Las obras de construcción del Lavadero Grande (pues ese era su nombre), comenzaron en 1871, cuando se excavó un pozo para el abastecimiento de agua en 1871. El Lavadero formaría parte del ambicioso plan de la Compañía de Águilas para explotar los yacimientos de plomo, incluyendo dos lavadero más pequeños (uno de ellos el de Reforma) y todas las construcciones auxiliares necesarias (talleres, viviendas, oficinas, etc.) El plan de explotación de las minas pretendía crear tres canteras o labores a cielo abierto, conectando éstas con los lavaderos por más de 10 kilómetros de vías, por las que llegaron a circular más de 200 vagonetas, empujadas por mulos por los mismos operarios.

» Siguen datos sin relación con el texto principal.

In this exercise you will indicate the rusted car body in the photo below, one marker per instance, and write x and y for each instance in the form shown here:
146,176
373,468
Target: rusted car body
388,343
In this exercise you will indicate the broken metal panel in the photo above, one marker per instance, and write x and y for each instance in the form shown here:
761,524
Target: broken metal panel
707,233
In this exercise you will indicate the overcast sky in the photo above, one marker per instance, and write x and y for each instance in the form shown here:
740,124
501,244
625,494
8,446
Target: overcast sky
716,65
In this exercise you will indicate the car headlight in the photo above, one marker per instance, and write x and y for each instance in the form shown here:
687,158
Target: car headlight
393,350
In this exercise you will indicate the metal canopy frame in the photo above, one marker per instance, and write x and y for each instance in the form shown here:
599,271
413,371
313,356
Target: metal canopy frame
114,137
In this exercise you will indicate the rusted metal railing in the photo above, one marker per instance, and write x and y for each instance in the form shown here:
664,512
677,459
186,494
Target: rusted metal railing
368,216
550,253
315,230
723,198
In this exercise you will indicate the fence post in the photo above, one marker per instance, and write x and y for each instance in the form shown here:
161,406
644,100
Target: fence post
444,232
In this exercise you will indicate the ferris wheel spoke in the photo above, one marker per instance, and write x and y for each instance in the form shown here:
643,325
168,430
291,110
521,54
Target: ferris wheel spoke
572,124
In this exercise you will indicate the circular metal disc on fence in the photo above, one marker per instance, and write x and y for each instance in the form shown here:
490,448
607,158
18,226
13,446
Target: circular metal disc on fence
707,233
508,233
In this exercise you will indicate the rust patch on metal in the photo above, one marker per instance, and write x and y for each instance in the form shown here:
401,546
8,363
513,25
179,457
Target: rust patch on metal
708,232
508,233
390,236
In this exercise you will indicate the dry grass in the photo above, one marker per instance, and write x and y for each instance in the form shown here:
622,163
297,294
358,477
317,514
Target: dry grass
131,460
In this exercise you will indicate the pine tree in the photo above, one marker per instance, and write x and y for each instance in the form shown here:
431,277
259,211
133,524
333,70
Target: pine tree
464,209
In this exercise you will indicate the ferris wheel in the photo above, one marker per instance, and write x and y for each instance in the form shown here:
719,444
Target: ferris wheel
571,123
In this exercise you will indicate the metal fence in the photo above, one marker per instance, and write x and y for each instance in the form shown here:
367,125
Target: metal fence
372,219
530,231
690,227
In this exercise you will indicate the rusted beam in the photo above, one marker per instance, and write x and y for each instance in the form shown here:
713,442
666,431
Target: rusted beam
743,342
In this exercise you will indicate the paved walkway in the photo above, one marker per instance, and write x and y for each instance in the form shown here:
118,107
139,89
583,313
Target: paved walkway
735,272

La principal vía, de 1 km de largo, acababa en un plano inclinado movido por una máquina de vapor, que llevaba el mineral hasta los lavaderos

  100-0021_IMG Vista general en 2004 de lo que queda del Lavadero Grande tras la “intervención”

Las canteras se trabajaban en pisos de 10 metros, y en 1884 se estaba trabajando ya en la tercera planta de una de ellas, teniendo previsto explotar 6 plantas en total. El recuerdo de aquel gran proyecto es la gran Hoya que hoy ya conocen como de Aprovechado.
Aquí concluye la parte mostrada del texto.